The recently released report by the worldwide Intergovernmental Panel on Climate Change concluded “Climate change is the greatest challenge of our time. In short, it threatens our planet, our only home.”
So it’s no coincidence that the Environmental Protection Agency is finally moving forward with the first-ever limits on carbon pollution from new power plants.
Twenty-five years ago, NASA climate scientist James Hansen warned Congress that manmade carbon pollution was accumulating in earth’s atmosphere at a dangerous rate. Today the evidence of dramatic change bears him out. Last year was America’s hottest year on record and 2000-2009 was the hottest decade.

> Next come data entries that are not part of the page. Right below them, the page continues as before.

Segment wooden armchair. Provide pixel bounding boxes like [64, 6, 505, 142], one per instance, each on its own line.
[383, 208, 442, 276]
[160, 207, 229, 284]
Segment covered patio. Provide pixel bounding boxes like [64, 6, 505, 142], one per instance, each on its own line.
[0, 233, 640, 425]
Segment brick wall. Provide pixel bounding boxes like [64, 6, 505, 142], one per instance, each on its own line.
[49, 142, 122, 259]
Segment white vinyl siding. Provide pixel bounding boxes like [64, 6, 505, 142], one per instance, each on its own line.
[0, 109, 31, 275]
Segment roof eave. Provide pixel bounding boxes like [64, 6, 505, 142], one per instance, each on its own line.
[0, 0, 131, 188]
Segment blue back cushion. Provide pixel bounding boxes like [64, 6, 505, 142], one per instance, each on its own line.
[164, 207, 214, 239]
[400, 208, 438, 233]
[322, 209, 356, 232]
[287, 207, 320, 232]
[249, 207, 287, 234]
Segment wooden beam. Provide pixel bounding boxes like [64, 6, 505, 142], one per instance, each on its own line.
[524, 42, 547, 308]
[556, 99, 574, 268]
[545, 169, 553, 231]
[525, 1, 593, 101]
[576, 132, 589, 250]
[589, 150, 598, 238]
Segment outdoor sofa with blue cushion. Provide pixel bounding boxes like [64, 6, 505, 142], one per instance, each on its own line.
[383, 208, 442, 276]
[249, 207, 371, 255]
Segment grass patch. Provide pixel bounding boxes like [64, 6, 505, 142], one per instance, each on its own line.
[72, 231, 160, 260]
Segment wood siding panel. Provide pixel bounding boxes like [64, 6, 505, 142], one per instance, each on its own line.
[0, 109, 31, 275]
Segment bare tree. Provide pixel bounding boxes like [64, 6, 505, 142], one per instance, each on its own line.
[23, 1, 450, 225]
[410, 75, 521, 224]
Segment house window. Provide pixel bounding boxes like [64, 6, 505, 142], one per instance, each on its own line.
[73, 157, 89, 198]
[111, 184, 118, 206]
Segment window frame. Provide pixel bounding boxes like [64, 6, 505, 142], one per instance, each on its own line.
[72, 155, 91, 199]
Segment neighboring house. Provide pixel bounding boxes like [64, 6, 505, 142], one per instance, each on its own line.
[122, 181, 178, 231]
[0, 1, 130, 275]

As a life-long hunter and angler, I’ve personally witnessed the unnatural changes to Pennsylvania’s special places and the wildlife that inhabit them because of climate change. Habitat for cold water fish species like our native brook trout is shrinking due to warming stream temperatures. The smallmouth bass population is crashing in the lower Susquehanna River due in part to high summertime water temperatures. The snowshoe hare population has dwindled because their wintertime white fur makes them abnormally vulnerable to predation on a snowless forest floor. More importantly, the number of humans inflicted with Lyme disease has increased dramatically because of exploding tick populations. These are but a small sampling of the impacts of climate change right here at home. This is very upsetting to me, as it should be to you.
America’s sportsmen recognize a warming world is a serious threat to wildlife. But as the IPCC report warned, everyone must realize climate change is even a more serious threat to mankind. Now that the self-induced chaos has subsided in our nation’s capitol, it’s high time Congress gets behind EPA’s bold step to limit carbon pollution from new power plants.